I have done well and am proud of myself. Yesterday at Wal-Mart I looked long and hard at the Ben & Jerry's but didn't get anything, bought myself a Lean Cuisine Spinich & Mushroom Pizza instead YUM! The kids have some snack stuff here and I haven't touched that either.

This is a HUGE step for me. It takes a lot of willpower for me not to just eat when I'm feeling down. The last few days I've just felt lonely. I'm just longing for adult companionship. I miss having someone around when the kids are in bed to snuggle up with and talk to about my day. It's not so much missing my soon to be ex husband, just missing that having someone there. Plus, I think I'm just in a grieving stage again as far as the divorce goes. Again, not really for him, but for the fact that I am 31 and this is my 2nd marriage that has failed. I went in having hopes that got smashed right before my eyes.

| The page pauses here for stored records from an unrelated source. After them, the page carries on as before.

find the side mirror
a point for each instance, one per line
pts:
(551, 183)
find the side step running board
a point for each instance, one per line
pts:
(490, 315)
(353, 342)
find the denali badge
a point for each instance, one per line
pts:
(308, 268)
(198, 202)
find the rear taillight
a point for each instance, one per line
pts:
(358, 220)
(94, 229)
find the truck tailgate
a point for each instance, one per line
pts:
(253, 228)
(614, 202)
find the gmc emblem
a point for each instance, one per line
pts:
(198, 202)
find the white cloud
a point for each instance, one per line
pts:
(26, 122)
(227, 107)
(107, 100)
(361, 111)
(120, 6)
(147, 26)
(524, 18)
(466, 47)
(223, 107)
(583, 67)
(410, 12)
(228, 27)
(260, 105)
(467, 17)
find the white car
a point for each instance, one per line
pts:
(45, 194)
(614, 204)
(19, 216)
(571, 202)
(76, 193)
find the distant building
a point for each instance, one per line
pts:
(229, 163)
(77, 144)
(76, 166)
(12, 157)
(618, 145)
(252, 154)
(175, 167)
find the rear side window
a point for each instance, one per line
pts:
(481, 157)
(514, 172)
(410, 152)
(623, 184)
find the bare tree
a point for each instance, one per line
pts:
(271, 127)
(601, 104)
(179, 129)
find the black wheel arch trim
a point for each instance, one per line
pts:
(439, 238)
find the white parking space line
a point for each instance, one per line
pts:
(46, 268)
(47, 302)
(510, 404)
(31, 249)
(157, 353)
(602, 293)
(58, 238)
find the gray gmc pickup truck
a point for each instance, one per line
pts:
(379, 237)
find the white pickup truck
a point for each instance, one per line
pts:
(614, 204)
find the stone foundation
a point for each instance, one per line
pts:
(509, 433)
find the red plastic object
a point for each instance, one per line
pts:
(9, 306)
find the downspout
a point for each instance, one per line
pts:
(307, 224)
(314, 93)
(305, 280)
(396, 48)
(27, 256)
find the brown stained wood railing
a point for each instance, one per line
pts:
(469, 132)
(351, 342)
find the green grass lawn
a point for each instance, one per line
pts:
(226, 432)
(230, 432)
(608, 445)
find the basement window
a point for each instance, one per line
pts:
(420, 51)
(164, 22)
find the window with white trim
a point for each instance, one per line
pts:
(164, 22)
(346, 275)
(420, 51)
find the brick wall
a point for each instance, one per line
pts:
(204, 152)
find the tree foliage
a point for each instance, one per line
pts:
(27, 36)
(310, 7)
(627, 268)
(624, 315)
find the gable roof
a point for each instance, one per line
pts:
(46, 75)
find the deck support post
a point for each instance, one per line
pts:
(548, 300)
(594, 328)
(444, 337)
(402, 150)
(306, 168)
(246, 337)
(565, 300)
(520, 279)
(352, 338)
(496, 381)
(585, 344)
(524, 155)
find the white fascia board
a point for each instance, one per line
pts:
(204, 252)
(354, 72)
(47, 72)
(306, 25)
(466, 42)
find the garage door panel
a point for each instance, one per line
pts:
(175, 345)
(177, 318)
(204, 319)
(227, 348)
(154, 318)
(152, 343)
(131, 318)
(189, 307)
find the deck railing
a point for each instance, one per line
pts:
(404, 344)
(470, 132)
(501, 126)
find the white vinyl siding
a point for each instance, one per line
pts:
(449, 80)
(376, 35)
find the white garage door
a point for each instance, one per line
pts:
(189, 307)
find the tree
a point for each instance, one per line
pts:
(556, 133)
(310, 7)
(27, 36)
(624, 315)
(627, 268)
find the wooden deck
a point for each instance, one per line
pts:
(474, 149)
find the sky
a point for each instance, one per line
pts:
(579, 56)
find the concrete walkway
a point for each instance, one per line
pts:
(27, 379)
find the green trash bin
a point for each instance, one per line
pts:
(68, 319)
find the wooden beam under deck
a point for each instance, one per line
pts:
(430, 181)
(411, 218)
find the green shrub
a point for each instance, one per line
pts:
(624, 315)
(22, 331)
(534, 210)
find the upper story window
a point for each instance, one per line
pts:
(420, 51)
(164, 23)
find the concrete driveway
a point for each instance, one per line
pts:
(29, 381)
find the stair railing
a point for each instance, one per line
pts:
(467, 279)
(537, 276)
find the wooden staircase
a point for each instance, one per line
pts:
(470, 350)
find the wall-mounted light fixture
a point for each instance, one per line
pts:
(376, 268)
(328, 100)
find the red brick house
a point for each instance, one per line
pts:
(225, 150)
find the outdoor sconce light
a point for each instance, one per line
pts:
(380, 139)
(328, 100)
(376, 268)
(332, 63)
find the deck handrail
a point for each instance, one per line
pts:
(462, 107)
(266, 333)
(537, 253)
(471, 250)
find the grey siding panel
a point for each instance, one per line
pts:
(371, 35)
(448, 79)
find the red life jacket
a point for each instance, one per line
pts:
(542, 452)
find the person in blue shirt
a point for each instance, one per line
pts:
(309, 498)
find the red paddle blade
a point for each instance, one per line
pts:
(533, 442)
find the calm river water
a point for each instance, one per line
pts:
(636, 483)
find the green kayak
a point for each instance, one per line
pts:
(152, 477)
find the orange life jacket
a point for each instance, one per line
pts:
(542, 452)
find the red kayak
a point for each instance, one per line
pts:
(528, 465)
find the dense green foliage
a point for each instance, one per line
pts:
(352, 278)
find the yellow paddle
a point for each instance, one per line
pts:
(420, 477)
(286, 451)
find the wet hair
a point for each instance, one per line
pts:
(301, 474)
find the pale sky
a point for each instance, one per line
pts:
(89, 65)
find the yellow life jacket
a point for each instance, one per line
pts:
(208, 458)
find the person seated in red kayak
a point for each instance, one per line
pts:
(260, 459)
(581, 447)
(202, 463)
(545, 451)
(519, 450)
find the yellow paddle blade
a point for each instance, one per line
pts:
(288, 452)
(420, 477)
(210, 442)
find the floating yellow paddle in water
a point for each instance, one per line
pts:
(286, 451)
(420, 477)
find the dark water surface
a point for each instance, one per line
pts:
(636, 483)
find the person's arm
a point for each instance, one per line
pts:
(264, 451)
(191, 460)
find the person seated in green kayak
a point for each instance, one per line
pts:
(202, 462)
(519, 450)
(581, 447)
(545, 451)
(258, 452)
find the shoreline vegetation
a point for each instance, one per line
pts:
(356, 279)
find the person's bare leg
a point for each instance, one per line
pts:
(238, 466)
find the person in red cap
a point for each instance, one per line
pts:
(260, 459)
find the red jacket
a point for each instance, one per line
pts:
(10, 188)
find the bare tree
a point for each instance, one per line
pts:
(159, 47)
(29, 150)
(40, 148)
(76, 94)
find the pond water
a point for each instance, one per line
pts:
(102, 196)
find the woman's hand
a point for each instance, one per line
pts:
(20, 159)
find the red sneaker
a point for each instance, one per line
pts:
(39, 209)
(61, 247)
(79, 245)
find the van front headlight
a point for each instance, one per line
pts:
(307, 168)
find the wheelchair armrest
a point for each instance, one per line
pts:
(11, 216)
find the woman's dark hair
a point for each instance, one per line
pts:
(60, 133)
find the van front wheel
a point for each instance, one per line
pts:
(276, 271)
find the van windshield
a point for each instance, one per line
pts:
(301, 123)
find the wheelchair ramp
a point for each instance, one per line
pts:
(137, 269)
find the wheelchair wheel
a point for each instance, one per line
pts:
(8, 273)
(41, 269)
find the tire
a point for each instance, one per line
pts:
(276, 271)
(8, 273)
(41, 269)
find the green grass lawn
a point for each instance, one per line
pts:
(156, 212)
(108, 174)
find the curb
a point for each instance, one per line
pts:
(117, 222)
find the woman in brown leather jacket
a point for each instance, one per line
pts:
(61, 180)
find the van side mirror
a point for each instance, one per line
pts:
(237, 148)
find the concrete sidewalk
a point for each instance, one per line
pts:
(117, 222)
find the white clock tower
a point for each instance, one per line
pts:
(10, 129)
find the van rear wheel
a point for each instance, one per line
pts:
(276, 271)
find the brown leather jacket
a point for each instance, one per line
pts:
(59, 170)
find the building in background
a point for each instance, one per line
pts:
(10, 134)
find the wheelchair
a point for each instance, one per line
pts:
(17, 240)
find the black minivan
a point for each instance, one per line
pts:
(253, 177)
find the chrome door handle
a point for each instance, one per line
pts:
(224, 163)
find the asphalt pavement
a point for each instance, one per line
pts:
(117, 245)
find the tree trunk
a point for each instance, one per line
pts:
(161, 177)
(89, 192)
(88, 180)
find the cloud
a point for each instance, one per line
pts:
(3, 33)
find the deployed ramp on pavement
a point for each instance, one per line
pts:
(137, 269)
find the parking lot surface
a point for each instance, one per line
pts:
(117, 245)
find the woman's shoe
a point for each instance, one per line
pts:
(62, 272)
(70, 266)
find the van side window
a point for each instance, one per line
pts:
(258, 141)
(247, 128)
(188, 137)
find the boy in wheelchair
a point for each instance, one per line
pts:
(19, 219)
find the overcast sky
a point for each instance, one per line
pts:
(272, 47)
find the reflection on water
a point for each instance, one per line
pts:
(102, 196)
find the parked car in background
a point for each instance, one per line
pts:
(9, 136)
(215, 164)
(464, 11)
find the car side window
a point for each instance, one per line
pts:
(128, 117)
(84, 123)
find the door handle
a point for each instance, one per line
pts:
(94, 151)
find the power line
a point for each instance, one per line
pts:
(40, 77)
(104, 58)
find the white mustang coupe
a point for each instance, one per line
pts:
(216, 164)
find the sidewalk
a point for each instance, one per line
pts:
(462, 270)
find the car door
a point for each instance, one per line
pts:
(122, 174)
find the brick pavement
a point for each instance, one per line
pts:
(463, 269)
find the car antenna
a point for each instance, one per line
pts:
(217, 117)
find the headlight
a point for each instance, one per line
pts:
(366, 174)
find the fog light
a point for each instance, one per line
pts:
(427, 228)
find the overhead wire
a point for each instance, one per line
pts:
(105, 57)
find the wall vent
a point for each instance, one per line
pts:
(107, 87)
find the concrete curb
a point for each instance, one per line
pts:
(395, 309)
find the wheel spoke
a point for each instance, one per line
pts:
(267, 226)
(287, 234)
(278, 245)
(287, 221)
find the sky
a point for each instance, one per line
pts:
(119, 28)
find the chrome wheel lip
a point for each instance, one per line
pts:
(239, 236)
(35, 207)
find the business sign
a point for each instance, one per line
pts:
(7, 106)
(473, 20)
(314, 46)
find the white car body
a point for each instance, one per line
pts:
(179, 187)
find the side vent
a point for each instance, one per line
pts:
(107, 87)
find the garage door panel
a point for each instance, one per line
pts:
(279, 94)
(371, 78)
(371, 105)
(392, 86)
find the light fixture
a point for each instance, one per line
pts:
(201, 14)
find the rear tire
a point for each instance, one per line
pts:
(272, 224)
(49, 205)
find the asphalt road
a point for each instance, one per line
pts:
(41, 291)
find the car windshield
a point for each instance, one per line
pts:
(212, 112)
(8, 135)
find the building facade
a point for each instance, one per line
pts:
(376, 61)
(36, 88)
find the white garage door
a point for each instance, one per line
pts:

Dealing with all these emotions healthily is something that is completely new to me. I've come a long way in the last year. At this time last year I was at a point where I was begging him to come back and would have done anything just to get him back. My depression was so out of control I had trouble functioning with daily life, which only got worse until it all came crashing down in early August. Now since putting myself in counseling and seeing a Psychiatrist, you wouldn't recognize me if you saw the person I was then and the person I am today. I deal with things much differently. Journaling has been a big help.

Some medications helped to stabilize me long enough to be able to get my thought process back to where it belonged and work on myself. However, some of these meds are what caused me to gain so much weight. So I was unhappy with my weight. I tried dieting for a short time and got so frustrated that I started the emotional eating again.

In the past 2 months with changing my dieting habits I've also changed that emotional eating. I have more willpower now to say no and use a more creative outlet, like journaling.